El último párrafo de lo que ahora escribo no viene de mí, sino del segundo capítulo del Eclesiastés, uno de los libros más sublimes que conozco. Y viene al caso, auspiciado por los días presentes, ideales para hacer turismo espiritual y visitar libros blindados contra el olvido: 

Dije yo en mi corazón: “Ven, te daré de probar del placer, goza del bienestar”. Pero esto también es vanidad. 2. De la risa dije: “No es más que locura” y del placer: “¿Para qué sirve esto?” 3. Me propuse estimular mi carne con vino, y que anduviese mi corazón en sabiduría, y dejarme llevar por la insensatez, hasta ver qué les conviene hacer a los hombres bajo el cielo, en los días contados de su vida. 4. Engrandecí mis obras, construí mansiones, planté viñedos. 5. Hice huertos y jardines, y planté en ellos todo tipo de árboles frutales; 6. Hice estanques de aguas, para regar el bosque donde crecían los árboles. 7. Compré esclavos y esclavas, y tuve hijos de familia; tuve también ganado en abundancia, más que todos mis predecesores en Jerusalén. 8. Acumulé también plata y oro, y tesoros dignos de reyes y de provincias; conseguí cantores y cantoras, y muchas mujeres hermosas que son la delicia de los hombres. 9. Llegué a ser tan grande que superé a todos mis predecesores en Jerusalén.

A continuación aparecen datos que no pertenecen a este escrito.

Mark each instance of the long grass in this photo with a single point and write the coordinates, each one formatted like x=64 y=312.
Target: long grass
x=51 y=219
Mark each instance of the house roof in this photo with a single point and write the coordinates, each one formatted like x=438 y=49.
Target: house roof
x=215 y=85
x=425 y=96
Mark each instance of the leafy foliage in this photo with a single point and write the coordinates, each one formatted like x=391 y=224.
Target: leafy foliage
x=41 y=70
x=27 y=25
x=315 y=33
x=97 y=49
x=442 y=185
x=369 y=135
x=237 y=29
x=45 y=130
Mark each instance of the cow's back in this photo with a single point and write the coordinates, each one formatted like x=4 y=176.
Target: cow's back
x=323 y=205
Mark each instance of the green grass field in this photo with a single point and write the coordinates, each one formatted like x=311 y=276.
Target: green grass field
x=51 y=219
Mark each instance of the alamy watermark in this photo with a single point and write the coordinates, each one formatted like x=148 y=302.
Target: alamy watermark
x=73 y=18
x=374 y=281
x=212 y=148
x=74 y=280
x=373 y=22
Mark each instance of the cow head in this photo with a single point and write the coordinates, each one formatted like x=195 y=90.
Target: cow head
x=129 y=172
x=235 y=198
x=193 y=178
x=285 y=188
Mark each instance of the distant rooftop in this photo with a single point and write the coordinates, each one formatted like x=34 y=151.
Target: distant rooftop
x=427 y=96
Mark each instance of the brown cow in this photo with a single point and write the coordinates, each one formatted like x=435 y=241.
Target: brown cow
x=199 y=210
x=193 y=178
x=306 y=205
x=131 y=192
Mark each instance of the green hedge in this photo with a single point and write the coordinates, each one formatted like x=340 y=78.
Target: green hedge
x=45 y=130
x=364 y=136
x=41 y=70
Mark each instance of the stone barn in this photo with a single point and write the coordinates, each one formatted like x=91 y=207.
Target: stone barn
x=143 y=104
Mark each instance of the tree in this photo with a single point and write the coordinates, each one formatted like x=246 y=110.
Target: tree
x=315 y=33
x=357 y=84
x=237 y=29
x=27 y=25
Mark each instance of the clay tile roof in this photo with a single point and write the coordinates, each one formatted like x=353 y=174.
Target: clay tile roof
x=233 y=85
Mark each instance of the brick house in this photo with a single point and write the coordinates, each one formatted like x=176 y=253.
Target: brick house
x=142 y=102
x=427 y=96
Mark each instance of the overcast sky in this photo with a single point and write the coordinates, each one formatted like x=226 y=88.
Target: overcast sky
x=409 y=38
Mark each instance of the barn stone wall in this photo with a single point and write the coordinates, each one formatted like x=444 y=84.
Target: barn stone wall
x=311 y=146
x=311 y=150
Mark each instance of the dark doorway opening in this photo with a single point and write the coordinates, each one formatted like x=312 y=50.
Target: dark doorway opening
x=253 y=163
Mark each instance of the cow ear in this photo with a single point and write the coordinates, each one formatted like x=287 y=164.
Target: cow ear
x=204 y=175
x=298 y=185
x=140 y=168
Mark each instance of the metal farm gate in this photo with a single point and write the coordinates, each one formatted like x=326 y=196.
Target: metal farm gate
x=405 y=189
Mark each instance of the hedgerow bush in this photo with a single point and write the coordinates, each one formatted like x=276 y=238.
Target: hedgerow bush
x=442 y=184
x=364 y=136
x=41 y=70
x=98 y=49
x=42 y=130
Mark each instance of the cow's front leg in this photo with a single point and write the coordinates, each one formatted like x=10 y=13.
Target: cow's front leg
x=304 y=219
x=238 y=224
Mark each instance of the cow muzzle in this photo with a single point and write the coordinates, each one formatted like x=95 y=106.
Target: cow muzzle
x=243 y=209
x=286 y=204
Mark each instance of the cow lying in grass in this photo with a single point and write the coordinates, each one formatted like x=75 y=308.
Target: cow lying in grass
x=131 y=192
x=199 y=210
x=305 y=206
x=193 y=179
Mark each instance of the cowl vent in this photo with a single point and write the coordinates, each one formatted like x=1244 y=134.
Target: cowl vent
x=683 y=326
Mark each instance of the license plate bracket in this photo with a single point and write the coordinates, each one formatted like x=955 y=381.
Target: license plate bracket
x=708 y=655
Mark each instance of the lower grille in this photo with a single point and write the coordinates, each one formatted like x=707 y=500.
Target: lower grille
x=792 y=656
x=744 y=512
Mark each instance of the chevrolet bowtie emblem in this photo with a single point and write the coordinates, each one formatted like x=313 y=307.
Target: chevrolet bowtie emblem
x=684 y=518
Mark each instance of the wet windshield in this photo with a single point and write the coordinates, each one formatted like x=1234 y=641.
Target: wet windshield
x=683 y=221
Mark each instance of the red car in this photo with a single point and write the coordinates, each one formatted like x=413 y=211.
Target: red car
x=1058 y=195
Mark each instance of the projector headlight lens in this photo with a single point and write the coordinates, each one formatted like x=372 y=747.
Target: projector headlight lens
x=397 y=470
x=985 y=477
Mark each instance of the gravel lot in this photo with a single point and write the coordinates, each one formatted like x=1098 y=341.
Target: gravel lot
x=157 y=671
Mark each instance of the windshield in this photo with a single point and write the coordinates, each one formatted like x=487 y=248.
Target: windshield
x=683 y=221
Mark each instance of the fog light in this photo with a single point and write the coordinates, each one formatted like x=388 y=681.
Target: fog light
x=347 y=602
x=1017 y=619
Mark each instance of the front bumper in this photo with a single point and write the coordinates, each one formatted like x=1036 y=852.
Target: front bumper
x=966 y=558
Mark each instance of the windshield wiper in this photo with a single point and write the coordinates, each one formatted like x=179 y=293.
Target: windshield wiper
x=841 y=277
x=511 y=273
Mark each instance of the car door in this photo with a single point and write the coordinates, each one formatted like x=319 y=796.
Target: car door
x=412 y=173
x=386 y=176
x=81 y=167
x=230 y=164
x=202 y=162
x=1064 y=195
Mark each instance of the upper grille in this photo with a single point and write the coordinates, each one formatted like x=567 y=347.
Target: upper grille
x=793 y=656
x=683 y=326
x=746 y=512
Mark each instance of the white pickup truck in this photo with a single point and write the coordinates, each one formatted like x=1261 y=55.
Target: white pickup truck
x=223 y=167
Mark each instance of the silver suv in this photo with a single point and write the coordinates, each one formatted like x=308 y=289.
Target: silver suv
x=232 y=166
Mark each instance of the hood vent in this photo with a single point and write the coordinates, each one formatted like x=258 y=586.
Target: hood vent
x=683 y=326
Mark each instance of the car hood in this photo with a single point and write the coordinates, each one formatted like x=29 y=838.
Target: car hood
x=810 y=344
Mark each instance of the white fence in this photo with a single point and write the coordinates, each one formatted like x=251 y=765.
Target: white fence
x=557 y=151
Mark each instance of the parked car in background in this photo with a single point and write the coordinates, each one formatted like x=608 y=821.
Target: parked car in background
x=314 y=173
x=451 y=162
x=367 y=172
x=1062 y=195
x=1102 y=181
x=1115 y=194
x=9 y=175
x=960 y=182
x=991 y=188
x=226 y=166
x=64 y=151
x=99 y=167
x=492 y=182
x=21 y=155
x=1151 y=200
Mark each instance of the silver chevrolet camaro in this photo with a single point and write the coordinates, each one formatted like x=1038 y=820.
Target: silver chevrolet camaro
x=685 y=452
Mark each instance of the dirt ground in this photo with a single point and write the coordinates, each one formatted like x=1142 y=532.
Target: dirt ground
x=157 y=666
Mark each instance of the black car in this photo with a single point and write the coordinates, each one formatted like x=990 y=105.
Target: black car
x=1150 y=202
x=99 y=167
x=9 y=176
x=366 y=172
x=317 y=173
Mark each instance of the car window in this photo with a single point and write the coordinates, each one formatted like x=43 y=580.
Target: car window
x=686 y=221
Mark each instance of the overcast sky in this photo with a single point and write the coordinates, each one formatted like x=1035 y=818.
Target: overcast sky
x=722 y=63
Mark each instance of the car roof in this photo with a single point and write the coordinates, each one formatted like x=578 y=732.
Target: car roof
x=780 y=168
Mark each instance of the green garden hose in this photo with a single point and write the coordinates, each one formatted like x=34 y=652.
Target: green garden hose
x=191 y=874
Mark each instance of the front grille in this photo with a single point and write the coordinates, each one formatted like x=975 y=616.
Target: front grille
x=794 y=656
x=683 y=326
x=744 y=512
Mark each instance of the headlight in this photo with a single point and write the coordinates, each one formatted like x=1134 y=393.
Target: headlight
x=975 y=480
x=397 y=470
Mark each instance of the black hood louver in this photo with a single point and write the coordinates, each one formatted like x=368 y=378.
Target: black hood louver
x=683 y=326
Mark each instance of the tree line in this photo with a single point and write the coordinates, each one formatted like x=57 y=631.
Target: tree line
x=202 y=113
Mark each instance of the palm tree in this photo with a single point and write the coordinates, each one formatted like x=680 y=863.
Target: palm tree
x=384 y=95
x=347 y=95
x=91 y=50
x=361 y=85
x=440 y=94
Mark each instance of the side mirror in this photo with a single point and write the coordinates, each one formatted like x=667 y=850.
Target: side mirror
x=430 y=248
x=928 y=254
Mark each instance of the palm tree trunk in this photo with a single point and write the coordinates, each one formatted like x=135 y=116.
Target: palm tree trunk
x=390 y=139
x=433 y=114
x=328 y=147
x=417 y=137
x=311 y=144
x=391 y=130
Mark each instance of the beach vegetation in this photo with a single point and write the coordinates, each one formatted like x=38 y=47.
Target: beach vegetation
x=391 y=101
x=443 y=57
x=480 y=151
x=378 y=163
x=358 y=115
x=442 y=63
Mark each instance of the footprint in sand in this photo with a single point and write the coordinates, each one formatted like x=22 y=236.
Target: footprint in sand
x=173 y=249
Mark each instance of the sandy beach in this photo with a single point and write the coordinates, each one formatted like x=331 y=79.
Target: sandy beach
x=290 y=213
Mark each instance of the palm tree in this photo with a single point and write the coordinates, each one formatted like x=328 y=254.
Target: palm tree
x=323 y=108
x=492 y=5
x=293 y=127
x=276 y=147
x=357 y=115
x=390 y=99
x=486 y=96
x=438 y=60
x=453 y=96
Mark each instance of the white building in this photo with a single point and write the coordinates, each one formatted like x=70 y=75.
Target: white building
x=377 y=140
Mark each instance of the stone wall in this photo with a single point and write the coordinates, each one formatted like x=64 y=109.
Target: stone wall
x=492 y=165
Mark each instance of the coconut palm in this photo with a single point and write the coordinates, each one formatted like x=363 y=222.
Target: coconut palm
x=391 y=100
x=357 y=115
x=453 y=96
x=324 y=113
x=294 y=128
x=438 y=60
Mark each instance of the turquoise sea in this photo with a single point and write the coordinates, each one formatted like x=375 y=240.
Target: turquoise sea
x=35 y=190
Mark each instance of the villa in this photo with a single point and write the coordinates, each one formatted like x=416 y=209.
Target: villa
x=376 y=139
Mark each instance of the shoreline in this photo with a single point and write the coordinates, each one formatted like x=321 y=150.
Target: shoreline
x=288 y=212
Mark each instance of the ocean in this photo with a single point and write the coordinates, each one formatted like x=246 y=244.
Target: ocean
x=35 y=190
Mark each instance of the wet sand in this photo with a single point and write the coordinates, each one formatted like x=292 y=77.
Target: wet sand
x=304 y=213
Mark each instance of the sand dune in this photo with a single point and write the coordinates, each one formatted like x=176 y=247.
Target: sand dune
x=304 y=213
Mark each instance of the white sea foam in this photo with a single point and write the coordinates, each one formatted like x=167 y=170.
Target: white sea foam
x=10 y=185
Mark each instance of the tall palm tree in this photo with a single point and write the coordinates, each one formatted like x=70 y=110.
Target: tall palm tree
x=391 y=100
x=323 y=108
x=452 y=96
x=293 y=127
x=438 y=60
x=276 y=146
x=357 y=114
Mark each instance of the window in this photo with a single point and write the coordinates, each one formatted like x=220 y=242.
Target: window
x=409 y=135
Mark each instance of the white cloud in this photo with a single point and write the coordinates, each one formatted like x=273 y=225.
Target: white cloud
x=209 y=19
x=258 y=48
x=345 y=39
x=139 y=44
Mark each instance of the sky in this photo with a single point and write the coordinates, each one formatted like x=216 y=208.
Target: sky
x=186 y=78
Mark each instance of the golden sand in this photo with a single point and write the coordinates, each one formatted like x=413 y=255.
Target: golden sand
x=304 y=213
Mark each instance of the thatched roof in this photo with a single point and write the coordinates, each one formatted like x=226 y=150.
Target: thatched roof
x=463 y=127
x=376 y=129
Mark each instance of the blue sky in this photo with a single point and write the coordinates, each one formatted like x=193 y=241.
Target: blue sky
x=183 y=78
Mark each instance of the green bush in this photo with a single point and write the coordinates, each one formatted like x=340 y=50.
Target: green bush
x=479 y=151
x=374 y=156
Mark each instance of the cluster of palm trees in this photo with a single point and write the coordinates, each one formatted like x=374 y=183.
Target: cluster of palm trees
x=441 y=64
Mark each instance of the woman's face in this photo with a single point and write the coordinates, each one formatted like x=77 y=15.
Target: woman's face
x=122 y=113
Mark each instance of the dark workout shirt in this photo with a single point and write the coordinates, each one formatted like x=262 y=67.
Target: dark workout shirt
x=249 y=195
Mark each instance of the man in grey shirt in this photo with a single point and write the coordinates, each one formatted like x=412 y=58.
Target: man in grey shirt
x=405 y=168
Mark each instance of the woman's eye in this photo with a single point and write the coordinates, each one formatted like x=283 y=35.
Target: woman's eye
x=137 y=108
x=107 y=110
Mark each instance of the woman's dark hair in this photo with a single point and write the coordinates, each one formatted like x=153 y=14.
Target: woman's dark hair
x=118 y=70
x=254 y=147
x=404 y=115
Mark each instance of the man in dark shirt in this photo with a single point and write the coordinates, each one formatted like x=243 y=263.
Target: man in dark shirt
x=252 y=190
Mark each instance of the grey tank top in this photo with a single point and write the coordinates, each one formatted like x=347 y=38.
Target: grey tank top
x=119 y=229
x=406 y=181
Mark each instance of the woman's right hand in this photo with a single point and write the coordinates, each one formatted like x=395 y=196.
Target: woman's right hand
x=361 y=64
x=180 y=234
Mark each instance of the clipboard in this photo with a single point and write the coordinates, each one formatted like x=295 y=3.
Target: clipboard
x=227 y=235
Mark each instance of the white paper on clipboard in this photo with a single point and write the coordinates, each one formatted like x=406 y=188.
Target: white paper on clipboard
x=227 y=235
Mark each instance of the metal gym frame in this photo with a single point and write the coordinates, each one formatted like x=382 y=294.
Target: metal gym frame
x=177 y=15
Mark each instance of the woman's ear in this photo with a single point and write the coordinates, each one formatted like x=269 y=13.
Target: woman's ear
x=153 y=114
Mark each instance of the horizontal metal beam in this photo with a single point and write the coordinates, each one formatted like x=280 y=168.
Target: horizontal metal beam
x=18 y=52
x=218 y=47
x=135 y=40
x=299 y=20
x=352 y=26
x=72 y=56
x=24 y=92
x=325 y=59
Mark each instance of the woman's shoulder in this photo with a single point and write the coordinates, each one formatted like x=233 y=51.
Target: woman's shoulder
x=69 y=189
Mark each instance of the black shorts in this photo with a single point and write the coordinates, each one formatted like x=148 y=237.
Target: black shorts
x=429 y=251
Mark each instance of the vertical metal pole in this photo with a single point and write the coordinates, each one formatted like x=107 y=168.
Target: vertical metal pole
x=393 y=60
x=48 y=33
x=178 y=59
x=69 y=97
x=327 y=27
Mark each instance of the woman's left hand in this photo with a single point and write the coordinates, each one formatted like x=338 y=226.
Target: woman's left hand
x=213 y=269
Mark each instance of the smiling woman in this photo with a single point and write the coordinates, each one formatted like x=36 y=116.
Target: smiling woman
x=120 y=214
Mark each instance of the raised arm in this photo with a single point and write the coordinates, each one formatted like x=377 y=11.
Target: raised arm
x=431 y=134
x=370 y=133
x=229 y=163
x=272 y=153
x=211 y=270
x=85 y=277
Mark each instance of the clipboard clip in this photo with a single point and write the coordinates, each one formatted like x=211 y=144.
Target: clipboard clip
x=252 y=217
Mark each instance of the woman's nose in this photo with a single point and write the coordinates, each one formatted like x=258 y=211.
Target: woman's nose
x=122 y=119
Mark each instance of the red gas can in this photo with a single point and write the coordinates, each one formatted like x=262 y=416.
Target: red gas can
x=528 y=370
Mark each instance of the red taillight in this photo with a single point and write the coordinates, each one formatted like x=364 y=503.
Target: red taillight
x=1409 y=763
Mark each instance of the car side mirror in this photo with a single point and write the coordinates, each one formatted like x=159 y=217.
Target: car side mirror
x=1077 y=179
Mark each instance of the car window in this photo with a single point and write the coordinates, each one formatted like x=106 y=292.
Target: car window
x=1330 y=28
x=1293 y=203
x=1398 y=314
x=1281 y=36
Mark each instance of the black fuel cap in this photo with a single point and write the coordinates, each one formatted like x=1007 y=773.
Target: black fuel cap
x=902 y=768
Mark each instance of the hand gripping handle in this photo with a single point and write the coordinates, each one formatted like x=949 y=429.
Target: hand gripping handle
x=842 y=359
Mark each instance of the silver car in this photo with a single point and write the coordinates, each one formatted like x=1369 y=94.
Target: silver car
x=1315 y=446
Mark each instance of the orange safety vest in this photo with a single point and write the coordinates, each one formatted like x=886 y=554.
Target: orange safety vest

Sin embargo, la sabiduría permanecía siempre conmigo. 10. No negué a mis ojos ninguna cosa que desearan, ni aparté mi corazón de placer alguno, porque mi corazón se alegraba de todo mi trabajo: y este fue el premio de mi esfuerzo. 11. Miré luego todas las obras que habían hecho mis manos, y todo el esfuerzo que me había llevado hacerlas y vi que todo es vanidad, y querer atrapar el viento; ¡no hay ningún provecho bajo el sol!